On ne pourra accuser Luc Dionne (Aurore) de surfer sur cette vague. Son deuxième film, à l’affiche la semaine prochaine, L’enfant prodige, l’incroyable destinée d’André Mathieu, est un biopic tout ce qu’il y a de plus classique (sans mauvais jeu de mots). Aucune séquence de rêve sordide, pas d’alter ego fantaisiste ni de petit piano animé conseillant au petit André quelles notes jouer.


L’histoire peu banale du «Mozart canadien» est racontée de manière chronologique: de ses premières compositions à 4 ans, en passant par ses premiers concerts à 6 ans, ses triomphes parisien et new-yorkais, jusqu’à sa déchéance «dans l’enfer de l’alcool» à partir de 15 ans.

Classique «musicographie» d’un génie au destin tragique, que Rachmaninov avait désigné comme son successeur. André Mathieu est mort subitement à 39 ans, dans l’oubli. Fin. Générique.


On félicite Luc Dionne de ne pas avoir succombé pour la forme à la mode du biopic onirique. D’autant plus que son scénario, fluide et cohérent, met habilement en exergue la dépendance affective mutuelle d’André Mathieu et de ses parents musiciens, ainsi que la cruelle déception du virtuose de ne pas avoir été reconnu comme compositeur à la hauteur de son talent.

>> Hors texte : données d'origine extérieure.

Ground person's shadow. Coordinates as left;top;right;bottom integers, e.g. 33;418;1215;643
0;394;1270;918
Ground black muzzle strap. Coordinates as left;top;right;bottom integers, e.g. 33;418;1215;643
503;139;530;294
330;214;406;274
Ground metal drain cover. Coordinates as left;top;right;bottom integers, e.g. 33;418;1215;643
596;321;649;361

Sauf que la mise en scène du scénariste d’Omerta et de Bunker pèche par excès contraire. De facture télévisuelle, avec abus de fondus enchaînés et de titres de journaux superposés, la réalisation de Dionne multiplie les effets défraîchis et maladroits. Un voile sépia marque les images d’archives, campant les époques de manière trop appuyée, en brisant constamment le rythme du récit. À trop vouloir expliciter, on sacrifie au charme et, surtout, à l’émotion brute.

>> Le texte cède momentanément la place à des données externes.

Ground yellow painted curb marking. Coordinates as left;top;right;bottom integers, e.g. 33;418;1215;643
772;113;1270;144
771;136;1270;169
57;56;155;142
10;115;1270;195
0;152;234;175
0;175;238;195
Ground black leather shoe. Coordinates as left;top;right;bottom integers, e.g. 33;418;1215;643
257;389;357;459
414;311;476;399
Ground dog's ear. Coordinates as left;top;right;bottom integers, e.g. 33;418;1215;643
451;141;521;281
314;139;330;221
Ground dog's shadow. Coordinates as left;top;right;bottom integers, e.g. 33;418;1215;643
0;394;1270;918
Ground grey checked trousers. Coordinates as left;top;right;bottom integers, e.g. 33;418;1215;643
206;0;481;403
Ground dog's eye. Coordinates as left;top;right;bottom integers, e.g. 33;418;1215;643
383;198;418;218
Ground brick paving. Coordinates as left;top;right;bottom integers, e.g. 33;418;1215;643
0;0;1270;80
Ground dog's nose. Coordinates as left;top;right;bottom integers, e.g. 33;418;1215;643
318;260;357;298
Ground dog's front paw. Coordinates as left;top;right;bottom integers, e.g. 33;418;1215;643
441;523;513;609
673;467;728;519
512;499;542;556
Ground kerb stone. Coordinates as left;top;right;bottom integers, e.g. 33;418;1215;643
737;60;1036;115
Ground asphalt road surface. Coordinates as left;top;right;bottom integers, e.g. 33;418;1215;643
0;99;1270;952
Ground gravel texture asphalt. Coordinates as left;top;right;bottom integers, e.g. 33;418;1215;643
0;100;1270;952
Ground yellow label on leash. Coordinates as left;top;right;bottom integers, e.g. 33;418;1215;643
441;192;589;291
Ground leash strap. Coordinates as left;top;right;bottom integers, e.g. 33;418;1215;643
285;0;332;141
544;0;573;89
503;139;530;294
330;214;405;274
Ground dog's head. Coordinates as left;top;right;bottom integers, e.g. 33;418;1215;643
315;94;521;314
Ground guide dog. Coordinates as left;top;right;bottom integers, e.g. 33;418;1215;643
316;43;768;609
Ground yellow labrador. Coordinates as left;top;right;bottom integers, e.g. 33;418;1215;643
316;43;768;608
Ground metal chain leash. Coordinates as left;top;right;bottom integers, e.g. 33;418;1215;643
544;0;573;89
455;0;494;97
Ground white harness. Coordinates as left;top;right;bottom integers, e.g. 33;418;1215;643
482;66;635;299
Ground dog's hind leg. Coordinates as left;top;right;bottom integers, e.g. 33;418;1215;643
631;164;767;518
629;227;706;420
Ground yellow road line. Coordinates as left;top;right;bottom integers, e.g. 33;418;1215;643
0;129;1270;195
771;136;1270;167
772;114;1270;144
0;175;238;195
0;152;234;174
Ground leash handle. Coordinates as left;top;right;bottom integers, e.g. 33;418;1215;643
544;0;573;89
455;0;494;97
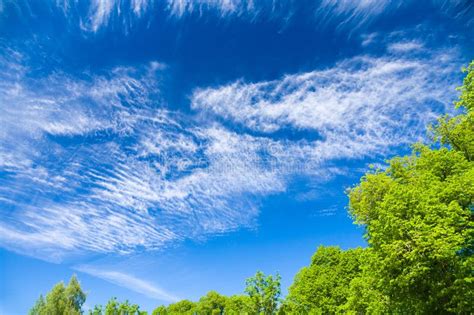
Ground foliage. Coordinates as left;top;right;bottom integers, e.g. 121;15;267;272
29;275;86;315
245;271;281;315
287;246;367;314
349;64;474;314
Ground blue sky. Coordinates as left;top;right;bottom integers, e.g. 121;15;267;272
0;0;474;314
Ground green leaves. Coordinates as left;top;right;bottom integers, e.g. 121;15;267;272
245;271;281;315
29;275;86;315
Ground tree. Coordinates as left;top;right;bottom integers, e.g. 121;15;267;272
196;291;226;314
151;305;168;315
103;297;147;315
287;246;367;314
29;275;86;315
349;63;474;314
245;271;281;315
168;300;196;315
225;295;253;315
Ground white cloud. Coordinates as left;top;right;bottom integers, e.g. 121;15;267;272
191;48;458;154
75;265;179;302
0;42;457;260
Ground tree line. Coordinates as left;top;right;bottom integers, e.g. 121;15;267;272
30;61;474;315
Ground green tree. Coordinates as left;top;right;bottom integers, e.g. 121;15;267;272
245;271;281;315
225;295;253;315
151;305;168;315
29;294;46;315
349;64;474;314
287;246;366;314
101;297;146;315
29;275;86;315
196;291;226;315
168;300;196;315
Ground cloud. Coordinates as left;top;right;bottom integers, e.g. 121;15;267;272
75;265;179;302
4;0;474;33
0;41;458;261
191;47;458;154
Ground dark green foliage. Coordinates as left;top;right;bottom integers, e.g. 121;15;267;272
29;275;86;315
287;246;365;314
245;271;281;315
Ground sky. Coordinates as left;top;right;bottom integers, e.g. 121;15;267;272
0;0;474;315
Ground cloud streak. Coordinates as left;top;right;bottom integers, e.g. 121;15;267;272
0;42;458;261
75;265;179;302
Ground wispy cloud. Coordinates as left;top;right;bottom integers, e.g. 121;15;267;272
0;0;474;33
0;41;458;260
191;44;458;153
75;265;179;302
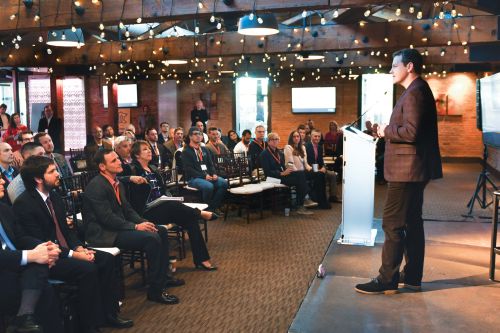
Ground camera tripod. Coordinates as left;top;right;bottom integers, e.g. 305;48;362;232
464;145;498;217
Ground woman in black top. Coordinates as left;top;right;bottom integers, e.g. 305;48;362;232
123;140;217;270
227;130;241;151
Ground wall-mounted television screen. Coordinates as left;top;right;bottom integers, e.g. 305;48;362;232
118;83;138;108
479;73;500;148
292;87;336;113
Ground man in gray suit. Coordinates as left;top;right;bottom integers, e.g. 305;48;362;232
355;49;443;294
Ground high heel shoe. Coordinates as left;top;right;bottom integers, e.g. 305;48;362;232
194;264;217;271
208;212;219;221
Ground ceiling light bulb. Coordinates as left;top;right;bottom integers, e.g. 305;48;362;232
439;7;444;20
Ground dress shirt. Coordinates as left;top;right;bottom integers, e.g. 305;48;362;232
36;189;73;258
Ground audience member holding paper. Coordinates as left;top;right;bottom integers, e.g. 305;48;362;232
123;140;217;270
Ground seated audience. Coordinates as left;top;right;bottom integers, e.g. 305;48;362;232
248;125;267;170
260;133;313;215
7;142;45;203
102;125;117;149
163;127;184;168
144;127;167;169
83;126;111;170
158;121;170;145
196;121;208;146
38;104;63;152
324;121;342;156
2;113;28;151
121;140;217;270
182;127;228;215
0;142;19;206
12;130;34;169
205;127;229;157
35;132;73;178
13;156;133;332
233;130;252;155
83;149;184;304
0;178;64;333
283;131;318;208
306;129;340;206
227;130;240;151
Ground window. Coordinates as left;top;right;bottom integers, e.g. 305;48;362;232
361;74;394;130
236;77;269;135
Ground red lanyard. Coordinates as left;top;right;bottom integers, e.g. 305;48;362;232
210;142;220;155
254;140;266;150
195;147;203;162
267;147;281;165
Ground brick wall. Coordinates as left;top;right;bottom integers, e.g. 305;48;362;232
86;76;158;133
427;73;483;157
177;79;234;133
87;73;492;165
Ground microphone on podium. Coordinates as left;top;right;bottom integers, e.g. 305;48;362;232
346;90;389;128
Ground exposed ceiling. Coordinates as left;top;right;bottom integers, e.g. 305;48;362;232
0;0;500;82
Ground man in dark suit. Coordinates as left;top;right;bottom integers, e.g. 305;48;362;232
83;149;184;304
0;142;19;206
306;129;339;208
144;127;167;168
356;49;443;294
38;104;62;152
14;156;133;331
0;103;10;131
0;179;63;332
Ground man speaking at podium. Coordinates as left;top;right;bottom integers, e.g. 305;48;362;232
355;49;443;294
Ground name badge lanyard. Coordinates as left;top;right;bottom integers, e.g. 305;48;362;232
267;147;283;171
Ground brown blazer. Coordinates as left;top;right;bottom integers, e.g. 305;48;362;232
384;77;443;182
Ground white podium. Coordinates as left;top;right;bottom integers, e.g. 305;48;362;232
339;126;377;246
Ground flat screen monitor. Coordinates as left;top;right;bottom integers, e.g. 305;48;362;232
118;83;138;108
292;87;336;113
480;73;500;148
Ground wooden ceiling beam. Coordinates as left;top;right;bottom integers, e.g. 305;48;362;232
0;0;404;32
0;16;499;66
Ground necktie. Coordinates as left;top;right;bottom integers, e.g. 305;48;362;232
0;223;16;251
45;198;69;249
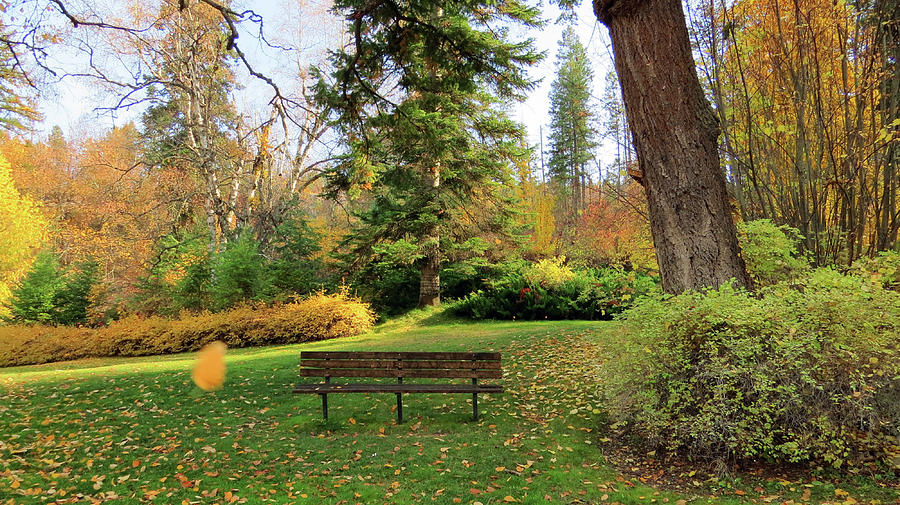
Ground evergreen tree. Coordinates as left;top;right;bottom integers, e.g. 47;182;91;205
319;0;542;306
548;26;596;218
9;251;64;324
54;260;100;325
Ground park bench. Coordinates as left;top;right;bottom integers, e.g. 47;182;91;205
294;351;503;424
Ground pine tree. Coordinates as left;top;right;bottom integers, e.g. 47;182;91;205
549;26;597;215
319;0;541;306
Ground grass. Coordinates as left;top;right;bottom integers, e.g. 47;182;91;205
0;312;889;504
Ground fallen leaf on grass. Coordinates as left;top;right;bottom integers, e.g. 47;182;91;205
191;340;227;391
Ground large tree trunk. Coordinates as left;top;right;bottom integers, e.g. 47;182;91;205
419;163;441;308
594;0;750;293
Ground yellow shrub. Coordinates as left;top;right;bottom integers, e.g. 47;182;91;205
0;293;375;366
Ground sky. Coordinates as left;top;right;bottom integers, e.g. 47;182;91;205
38;0;612;169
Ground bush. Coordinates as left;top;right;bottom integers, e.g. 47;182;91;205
524;256;575;289
270;215;328;295
54;260;100;325
454;263;658;320
9;252;99;325
737;219;809;286
9;251;63;324
850;251;900;291
0;293;374;366
603;269;900;467
211;230;272;310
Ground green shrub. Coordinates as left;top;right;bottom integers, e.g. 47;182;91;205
9;251;63;324
454;264;658;320
603;269;900;467
0;293;374;366
524;256;575;289
8;252;99;325
211;230;272;310
737;219;809;286
850;251;900;291
54;260;100;325
269;212;328;295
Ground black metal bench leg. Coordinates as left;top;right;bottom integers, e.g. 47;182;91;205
472;376;478;421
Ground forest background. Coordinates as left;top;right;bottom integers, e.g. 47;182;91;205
0;0;900;325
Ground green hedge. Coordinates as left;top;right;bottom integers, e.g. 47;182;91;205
603;269;900;467
454;260;659;320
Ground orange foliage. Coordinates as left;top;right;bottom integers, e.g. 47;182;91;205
566;182;657;270
0;293;375;366
191;340;228;391
0;124;190;308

La reconstitution d’époque est pourtant crédible, comme du reste le jeu de la plupart des acteurs. Le regard fuyant de Patrick Drolet traduit à lui seul le mal-être d’André Mathieu, enfant prodige n’ayant pas su, comme tant d’autres, négocier le virage de la vie adulte. La mère envahissante et le père protecteur sont interprétés avec force subtilité par Macha Grenon et Marc Labrèche.

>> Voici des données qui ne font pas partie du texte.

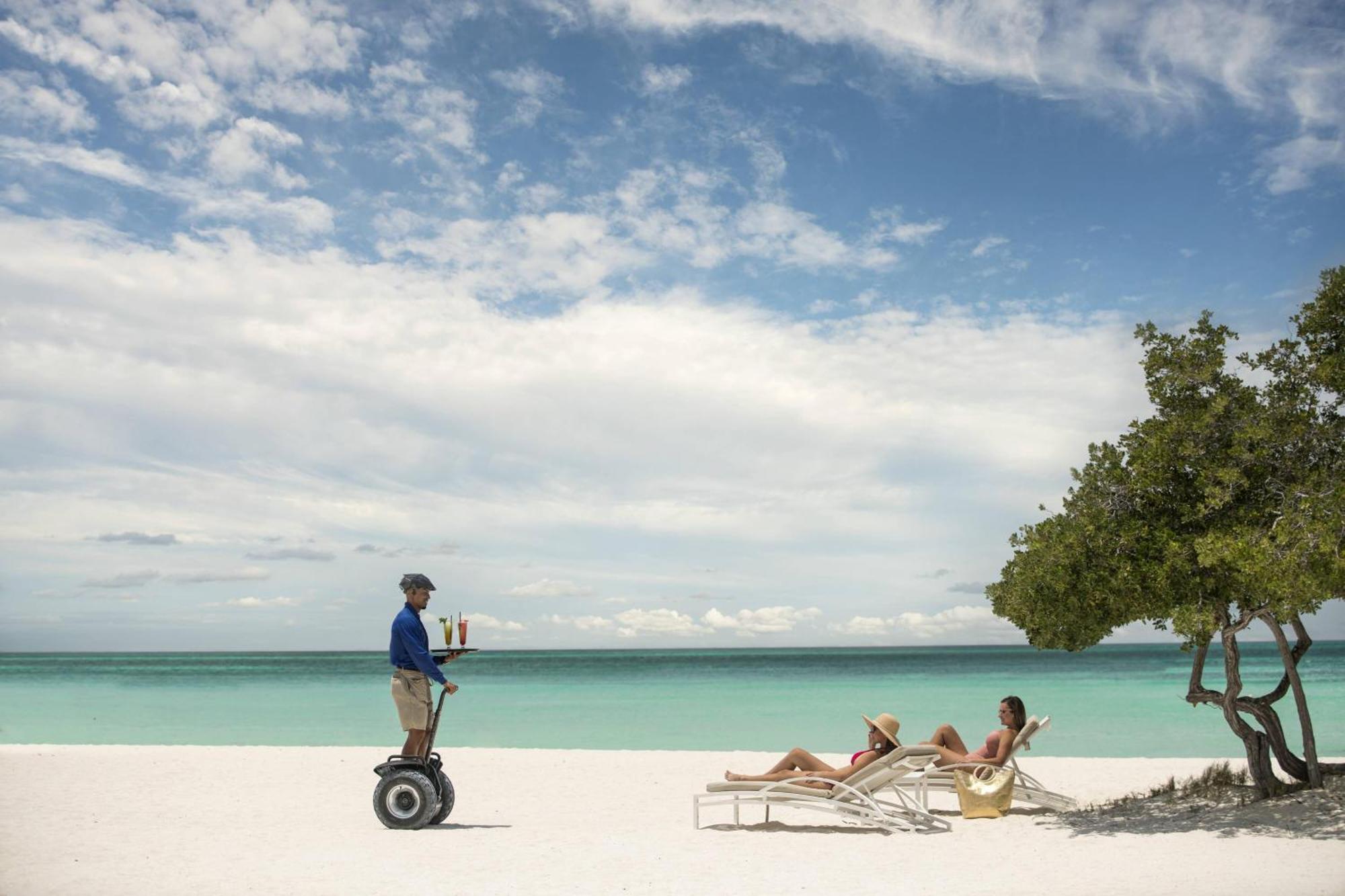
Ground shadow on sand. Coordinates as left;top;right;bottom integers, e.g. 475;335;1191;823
1037;779;1345;840
701;822;893;837
421;822;512;830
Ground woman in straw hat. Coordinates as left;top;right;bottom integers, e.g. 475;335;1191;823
724;713;901;788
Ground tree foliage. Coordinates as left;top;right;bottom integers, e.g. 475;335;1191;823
987;266;1345;791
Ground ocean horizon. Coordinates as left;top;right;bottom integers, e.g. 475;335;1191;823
0;641;1345;758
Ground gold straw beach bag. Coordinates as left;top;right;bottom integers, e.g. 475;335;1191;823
952;766;1013;818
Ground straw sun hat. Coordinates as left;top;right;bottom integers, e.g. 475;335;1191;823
859;713;901;747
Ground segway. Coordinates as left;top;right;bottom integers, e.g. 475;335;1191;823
374;649;475;830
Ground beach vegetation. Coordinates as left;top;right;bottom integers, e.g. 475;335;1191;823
1089;759;1251;809
986;266;1345;797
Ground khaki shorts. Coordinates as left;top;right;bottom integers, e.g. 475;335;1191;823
393;669;430;731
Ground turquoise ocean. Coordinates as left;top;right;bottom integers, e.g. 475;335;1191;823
0;641;1345;756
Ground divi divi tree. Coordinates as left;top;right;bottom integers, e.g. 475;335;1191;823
987;266;1345;795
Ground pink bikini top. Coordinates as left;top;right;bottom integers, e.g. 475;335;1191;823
967;731;999;759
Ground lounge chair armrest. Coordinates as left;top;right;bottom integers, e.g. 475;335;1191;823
920;763;1009;778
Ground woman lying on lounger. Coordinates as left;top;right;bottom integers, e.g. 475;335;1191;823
923;697;1028;766
724;713;901;790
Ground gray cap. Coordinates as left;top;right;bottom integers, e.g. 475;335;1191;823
398;573;434;592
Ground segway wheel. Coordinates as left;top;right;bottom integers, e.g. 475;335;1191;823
374;771;436;830
429;772;453;825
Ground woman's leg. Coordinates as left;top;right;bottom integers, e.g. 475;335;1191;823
724;747;835;780
933;744;967;767
925;725;968;758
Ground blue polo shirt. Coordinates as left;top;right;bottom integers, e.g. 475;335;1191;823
387;604;444;685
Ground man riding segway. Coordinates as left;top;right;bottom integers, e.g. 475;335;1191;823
374;573;467;830
387;573;457;756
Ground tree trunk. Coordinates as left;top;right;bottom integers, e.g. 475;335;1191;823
1264;615;1322;787
1220;615;1284;797
1186;610;1345;797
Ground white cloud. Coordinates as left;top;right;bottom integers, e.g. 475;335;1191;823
369;59;476;157
870;207;948;246
0;0;362;129
164;567;270;585
0;137;334;234
971;237;1009;258
490;65;565;126
504;579;593;598
117;81;227;130
225;598;303;610
1262;134;1345;195
827;606;1022;645
247;81;351;118
543;615;616;631
827;616;892;638
892;606;1022;643
83;569;159;588
701;607;822;634
463;614;527;634
0;71;98;133
588;0;1345;191
615;608;707;638
0;137;149;187
640;65;691;93
210;118;305;190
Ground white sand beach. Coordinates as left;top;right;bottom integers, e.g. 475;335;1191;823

Sur le casting, toutefois, j’ai quelques réserves. De nombreux acteurs québécois ont été sollicités pour interpréter des Européens: Patrice Coquereau, Albert Millaire, Marc Béland, Lothaire Bluteau, etc. Mon bémol ne concerne pas la justesse de leur jeu mais le réalisme qui s’en dégage. L’illusion d’authenticité est plus complète au cinéma quand à Paris, on a l’impression de retrouver des Parisiens.


Aussi, sur une note toute personnelle, j’ai trouvé étrange de voir Catherine Trudeau dans le rôle de l’épouse d’André Mathieu après avoir vu le personnage de Richard, interprété par Patrick Drolet, s’enticher de celui de Lyne dans ma télésérie fétiche, Les invincibles.


Il reste qu’au-delà des considérations formelles - les intrigues sentimentales s’intègrent difficilement au récit -, L’enfant prodige atteint son principal objectif: celui de faire connaître l’oeuvre d’André Mathieu. La bande originale du film, interprétée par Alain Lefèvre, est un condensé de fulgurance et de virtuosité, qui donne certainement envie de découvrir la musique de Mathieu. C’est dans cette musique, émouvante, que le film de Luc Dionne trouve sa grâce et son salut.